Puisque je suis sur la voie des confidences, je vais quand même vous en dire un petit bout de plus : je suis le seul névrosé à avoir compris qu’il n’y a d’ego que du névrosé. Bien sûr, c’est ça qui fait poids. Alors comment moi j’ai réussi à le faire flotter, cet ego, je vous dirai ça la prochaine fois, à mon séminaire, parce que je ne vois pas pourquoi, une fois sur cette pente, je m’arrêterais. Je peux tout de même vous en donner un petit bout : je ne fais pas d’alliance (parce que c’est ça qu’ils ont découvert, les ego-psychologists, c’est qu’on fait des alliances avec ce qu’on considère comme la partie saine. Qu’est-ce que ça veut dire ! L’ego est un chancre ! Il n’y a pas de partie saine de l’ego. Il y a des ego qui s’agglutinent. Ça n’en fait pas moins un chancre toujours – je ne fais pas d’alliance avec d’autres ego. Ce n’est pas comme ça que je les attrape, ceux qui ont la folie de se confier à moi. Mais enfin c’est un fait que, justement parce que c’est une folie, ça a comme résultat de faire que, dans un congrès comme ici par exemple, on ne déconne pas trop, ou on déconne d’une façon qui est pour moi reconnaissable, qui est sensible ».

Tirons donc ces trois fils de lecture :

– Voilà donc que la célèbre formule sur laquelle ont pris appui plusieurs générations d’analystes  » l’analyste que ne s’autorise que de lui-même » devient donc une affaire de moi. Les nouveaux analystes nommés s’agrégent aux anciens qui les ont reconnus analystes. Ils font corps. Des soi-même qui se sont autorisés  » il y en a à la pelle ».

S’autoriser analyste c’est à la portée de tout le monde pourvu qu’on ait fait une analyse mais quant à lui, Lacan, il en est réduit à faire l’analysant Est à dire que c’est à ce seul prix qu’il peut y avoir de l’analyste ? Cela ne paraît pas impossible. Il faut sans arrêt faire la navette entre la position d’analysant et celle du psychanalyste.

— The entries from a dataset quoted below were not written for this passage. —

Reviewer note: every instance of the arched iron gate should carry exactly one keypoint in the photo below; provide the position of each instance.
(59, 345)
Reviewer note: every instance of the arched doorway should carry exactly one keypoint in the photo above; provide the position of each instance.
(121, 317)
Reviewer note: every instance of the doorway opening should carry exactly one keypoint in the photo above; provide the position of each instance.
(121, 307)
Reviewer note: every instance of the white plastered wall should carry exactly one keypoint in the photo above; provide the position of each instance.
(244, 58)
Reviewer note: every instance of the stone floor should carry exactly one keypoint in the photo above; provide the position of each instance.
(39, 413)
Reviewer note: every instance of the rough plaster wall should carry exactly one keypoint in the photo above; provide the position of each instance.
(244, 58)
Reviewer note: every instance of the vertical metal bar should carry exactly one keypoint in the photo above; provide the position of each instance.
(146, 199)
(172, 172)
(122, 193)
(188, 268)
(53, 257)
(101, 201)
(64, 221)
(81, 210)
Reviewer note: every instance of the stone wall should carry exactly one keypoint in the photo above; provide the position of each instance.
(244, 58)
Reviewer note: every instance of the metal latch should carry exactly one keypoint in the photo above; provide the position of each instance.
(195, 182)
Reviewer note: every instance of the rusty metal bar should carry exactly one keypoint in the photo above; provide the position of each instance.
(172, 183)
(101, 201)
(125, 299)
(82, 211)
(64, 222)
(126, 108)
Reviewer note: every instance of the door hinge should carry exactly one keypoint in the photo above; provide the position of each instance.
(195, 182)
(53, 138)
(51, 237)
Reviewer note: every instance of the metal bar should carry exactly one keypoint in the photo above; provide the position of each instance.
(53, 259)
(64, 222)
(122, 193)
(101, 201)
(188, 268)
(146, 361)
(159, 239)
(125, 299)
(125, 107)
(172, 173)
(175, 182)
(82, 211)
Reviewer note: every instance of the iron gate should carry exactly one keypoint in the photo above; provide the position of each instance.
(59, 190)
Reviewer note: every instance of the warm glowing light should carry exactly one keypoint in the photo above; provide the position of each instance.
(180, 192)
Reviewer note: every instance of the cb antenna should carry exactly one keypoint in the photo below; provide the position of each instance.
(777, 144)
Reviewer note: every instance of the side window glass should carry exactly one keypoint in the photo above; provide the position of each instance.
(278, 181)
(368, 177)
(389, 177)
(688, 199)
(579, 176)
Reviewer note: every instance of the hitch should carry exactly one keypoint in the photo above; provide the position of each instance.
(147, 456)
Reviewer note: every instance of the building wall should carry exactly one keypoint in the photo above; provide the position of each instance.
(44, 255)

Pourquoi ? Peut-être justement pour pouvoir, à tout moment, laisser flotter son Ego, le laisser en vacance.

Comment le dire autrement pour repérer ce dont il s’agit avec ce flottement de l’Ego ? J’ai été relire dans les Ecrits techniques ( p. 191)ce qu’il dit des deux axes du schéma L, l’axe imaginaire et l’axe symbolique. En voici le schéma :

Là déjà, il donnait des précisions sur ce que devait être le travail de l’analyste, un effort d’effacement de son moi, qui permettait que la parole de l’analysant passe malgré l’obstacle que constitue pour l’accès à cette parole inconsciente, cette relation de moi à moi, à tu et à toi.

Pour mettre en place ce schéma L avec ces deux axes, celui qui part du A au S, au sujet, est l’axe de la parole, celui où se manifeste le désir inconscient, malgré la résistance qui s’oppose à ce passage de la parole, entre le moi et le petit autre, Lacan commente longuement le rêve de l’injection faite à Irma.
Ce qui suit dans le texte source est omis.